Gottfried sues NC State over buyout money

RALEIGH, N.C. (AP) — Former North Carolina State men’s basketball coach Mark Gottfried is suing the school for buyout money he says has been improperly withheld.

Attorneys for Gottfried – now Cal State Northridge’s head coach – filed the lawsuit in a North Carolina federal court Monday, saying N.C. State violated a March 2017 termination agreement. N.C. State was due to pay Gottfried remaining salary in monthly installments through the April 2020 end of his contract, according to a copy of the agreement filed with the lawsuit.

But the complaint states the school hasn’t paid Gottfried since August 2018.

The NCAA has since charged the school with four violations tied to the recruitment of former Wolfpack one-and-done star Dennis Smith Jr., which grew out of a federal corruption investigation into college basketball.
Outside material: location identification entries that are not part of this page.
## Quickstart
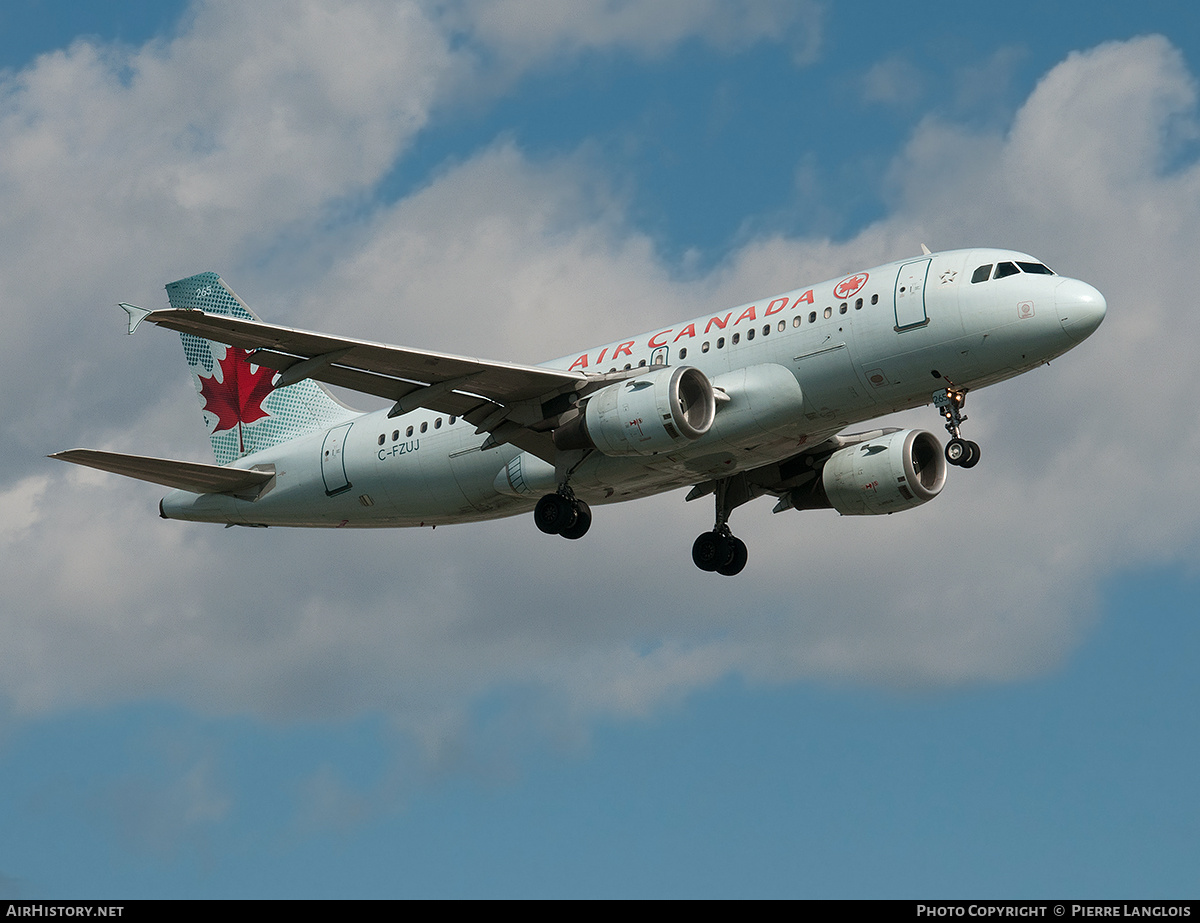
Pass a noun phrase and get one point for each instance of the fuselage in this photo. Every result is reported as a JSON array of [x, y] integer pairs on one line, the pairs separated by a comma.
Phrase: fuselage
[[798, 367]]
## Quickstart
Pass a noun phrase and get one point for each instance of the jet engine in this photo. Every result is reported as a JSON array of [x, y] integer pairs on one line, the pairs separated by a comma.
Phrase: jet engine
[[895, 472], [645, 415]]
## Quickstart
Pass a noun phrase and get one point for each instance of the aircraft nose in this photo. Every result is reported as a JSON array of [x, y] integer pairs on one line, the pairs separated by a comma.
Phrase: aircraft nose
[[1080, 309]]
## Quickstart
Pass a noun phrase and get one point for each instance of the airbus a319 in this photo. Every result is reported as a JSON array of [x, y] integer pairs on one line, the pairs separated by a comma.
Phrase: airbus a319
[[737, 405]]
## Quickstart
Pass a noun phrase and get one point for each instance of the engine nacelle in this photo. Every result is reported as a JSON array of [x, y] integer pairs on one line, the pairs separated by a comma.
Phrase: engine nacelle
[[892, 473], [653, 413]]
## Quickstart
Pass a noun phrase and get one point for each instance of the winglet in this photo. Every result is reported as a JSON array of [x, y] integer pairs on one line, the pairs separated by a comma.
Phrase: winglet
[[137, 315]]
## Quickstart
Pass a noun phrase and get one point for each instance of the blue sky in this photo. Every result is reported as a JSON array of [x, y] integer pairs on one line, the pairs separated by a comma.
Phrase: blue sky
[[993, 695]]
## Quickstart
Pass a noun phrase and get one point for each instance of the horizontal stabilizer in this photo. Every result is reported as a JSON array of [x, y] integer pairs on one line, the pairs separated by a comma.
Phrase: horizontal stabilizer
[[190, 477]]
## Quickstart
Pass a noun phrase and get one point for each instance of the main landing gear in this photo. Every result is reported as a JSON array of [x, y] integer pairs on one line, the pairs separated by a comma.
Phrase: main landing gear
[[720, 551], [959, 451], [563, 514]]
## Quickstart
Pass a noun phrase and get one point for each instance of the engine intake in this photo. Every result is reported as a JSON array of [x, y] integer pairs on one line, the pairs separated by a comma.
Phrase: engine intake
[[895, 472], [645, 415]]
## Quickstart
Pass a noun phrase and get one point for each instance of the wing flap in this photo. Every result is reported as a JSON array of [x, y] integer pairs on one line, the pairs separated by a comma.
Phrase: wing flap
[[191, 477], [393, 371]]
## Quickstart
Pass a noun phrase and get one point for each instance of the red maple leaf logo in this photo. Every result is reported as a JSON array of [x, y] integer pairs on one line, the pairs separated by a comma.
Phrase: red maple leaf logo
[[850, 285], [239, 397]]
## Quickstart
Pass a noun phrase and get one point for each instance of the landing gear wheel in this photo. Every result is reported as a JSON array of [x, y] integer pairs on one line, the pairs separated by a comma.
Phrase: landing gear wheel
[[720, 552], [555, 514], [707, 552], [582, 522], [737, 559]]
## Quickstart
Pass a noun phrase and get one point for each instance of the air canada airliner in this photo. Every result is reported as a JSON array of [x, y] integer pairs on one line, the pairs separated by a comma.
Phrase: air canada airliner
[[745, 402]]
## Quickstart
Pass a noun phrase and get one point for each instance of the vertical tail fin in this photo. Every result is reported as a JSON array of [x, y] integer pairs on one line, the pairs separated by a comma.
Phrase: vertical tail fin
[[243, 409]]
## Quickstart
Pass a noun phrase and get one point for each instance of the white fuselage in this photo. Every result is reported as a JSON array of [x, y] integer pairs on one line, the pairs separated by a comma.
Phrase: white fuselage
[[857, 347]]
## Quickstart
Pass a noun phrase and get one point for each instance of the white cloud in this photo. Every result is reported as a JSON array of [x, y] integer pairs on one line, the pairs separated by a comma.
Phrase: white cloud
[[528, 31], [235, 131]]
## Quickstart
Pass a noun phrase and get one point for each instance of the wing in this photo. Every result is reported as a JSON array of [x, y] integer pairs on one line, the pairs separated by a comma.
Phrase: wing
[[515, 403], [185, 475]]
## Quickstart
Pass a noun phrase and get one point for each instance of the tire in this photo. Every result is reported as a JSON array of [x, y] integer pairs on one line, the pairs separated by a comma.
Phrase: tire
[[706, 551], [957, 450], [738, 558], [582, 522], [553, 514]]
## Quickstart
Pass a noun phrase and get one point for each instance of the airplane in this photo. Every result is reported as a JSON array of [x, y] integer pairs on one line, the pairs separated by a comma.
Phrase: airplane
[[741, 403]]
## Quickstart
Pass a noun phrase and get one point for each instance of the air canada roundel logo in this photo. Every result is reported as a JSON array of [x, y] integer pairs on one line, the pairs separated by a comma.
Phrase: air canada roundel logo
[[850, 286]]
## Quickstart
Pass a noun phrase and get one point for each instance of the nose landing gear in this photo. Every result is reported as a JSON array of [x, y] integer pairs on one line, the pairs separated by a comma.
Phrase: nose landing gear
[[959, 451]]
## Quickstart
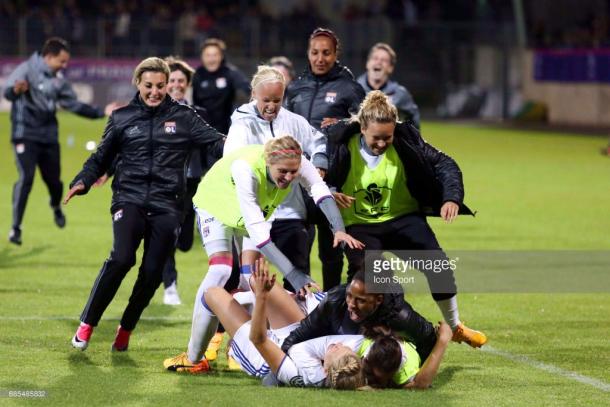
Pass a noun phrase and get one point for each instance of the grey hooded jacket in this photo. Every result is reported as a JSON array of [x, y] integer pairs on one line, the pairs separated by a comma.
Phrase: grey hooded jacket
[[33, 113]]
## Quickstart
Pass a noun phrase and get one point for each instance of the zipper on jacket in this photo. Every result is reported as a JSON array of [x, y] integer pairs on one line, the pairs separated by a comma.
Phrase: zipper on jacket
[[150, 156], [313, 97]]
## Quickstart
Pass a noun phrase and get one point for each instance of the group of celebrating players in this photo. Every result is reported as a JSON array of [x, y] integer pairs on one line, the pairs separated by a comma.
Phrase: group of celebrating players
[[315, 151]]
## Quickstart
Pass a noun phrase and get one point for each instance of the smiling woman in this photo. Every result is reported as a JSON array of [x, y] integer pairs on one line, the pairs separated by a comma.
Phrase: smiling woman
[[148, 190], [234, 202], [151, 77]]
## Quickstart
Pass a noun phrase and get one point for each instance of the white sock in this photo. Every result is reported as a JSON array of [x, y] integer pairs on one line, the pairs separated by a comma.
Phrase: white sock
[[205, 323], [450, 311]]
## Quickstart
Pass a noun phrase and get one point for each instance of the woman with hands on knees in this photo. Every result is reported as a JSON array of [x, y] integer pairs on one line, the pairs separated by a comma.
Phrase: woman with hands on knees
[[388, 179]]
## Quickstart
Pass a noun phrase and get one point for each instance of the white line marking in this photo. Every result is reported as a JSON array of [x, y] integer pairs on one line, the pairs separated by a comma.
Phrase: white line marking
[[598, 384]]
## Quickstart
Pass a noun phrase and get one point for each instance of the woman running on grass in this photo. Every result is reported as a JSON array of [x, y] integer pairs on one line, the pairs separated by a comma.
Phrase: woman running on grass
[[151, 140]]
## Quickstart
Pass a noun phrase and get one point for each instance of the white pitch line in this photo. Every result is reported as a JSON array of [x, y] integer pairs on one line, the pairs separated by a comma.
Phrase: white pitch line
[[75, 318], [598, 384]]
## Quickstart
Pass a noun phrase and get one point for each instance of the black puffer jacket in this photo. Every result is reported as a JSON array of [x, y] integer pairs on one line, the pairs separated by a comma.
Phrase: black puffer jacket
[[331, 318], [336, 95], [153, 146], [433, 177]]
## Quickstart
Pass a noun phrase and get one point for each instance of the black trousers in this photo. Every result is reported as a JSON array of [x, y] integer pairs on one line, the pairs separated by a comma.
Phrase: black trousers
[[292, 238], [28, 155], [409, 232], [131, 225], [186, 236]]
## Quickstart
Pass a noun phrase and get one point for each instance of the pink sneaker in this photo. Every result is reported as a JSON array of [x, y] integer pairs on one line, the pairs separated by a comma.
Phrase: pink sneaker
[[81, 338], [121, 340]]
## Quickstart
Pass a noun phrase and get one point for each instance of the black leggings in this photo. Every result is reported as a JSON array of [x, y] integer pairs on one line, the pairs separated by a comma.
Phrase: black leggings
[[408, 232], [131, 225], [28, 155]]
Gottfried is charged individually under the provision of head-coach responsibility for violations within his program, though his attorneys have questioned the fairness of that process.
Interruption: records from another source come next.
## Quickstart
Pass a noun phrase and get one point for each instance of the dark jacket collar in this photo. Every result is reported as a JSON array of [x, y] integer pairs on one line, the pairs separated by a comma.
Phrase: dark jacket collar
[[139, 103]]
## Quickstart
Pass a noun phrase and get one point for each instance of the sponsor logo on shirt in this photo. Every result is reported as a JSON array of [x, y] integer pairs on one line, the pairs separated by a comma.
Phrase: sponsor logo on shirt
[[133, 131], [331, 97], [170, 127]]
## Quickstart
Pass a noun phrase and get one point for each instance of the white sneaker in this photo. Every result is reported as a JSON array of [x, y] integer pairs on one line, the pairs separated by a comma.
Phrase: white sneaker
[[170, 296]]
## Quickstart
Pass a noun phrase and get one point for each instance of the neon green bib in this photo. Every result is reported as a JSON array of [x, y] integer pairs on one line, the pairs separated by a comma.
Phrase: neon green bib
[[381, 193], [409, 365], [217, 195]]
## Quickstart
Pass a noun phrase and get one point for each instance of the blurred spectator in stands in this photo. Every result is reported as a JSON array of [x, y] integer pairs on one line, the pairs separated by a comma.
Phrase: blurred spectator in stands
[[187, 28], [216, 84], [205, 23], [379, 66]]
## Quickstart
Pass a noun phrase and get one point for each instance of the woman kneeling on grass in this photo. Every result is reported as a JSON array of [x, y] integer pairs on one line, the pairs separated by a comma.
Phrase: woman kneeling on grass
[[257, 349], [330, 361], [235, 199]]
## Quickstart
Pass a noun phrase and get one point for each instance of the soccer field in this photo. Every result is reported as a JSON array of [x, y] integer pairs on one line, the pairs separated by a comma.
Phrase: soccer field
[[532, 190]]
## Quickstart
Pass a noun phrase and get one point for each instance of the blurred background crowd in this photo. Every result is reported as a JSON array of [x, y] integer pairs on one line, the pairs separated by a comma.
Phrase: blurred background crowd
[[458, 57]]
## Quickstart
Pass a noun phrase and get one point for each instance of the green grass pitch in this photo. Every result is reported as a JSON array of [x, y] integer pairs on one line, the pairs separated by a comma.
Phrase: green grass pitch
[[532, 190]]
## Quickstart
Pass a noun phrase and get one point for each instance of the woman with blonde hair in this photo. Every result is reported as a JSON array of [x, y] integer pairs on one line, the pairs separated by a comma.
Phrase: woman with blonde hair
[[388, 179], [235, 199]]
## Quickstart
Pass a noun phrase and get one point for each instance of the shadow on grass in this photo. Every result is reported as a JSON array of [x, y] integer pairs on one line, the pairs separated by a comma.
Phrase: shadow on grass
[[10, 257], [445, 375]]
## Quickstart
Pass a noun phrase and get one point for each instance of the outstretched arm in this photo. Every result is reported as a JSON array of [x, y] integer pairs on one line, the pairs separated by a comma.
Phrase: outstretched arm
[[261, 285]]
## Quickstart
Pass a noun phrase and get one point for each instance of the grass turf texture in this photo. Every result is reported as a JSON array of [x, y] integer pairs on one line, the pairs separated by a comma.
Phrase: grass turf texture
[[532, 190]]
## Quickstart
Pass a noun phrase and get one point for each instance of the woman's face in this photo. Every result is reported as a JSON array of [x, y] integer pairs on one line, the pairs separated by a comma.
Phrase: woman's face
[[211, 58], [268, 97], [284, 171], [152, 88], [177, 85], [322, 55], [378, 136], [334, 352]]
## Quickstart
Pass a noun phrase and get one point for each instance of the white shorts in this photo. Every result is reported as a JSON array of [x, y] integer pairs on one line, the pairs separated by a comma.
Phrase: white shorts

Elliot Sol Abrams, one of Gottfried’s attorneys, didn’t immediately return a call from The Associated Press seeking comment Wednesday. N.C. State athletics spokesman Fred Demarest said the school doesn’t comment on pending litigation.

The school announced in February 2017 that Gottfried wouldn’t return for a seventh year but would coach the rest of the season. The March 2017 agreement described his termination as “without cause” and required Gottfried to pursue jobs that would potentially lower school payments.

After making payments for more than a year, the school in May 2018 – eight months after the federal probe became public – sent Gottfried a “Notice of Intent to Discharge for Cause,” according to the complaint. That notice said Gottfried had “induced” the school to enter payment arrangements in the termination agreement, which the complaint states was “conceived, drafted, reviewed and approved” by N.C. State.

By that September, the school had notified Gottfried that “no additional payments are owed,” according to the complaint seeking unspecified financial amounts.

N.C. State’s NCAA case has been accepted into the Independent Accountability Resolution Process, which is designed to handle complex cases and was a product of proposals from the commission led by former U.S. Secretary of State Condoleezza Rice in 2018 to reform college basketball.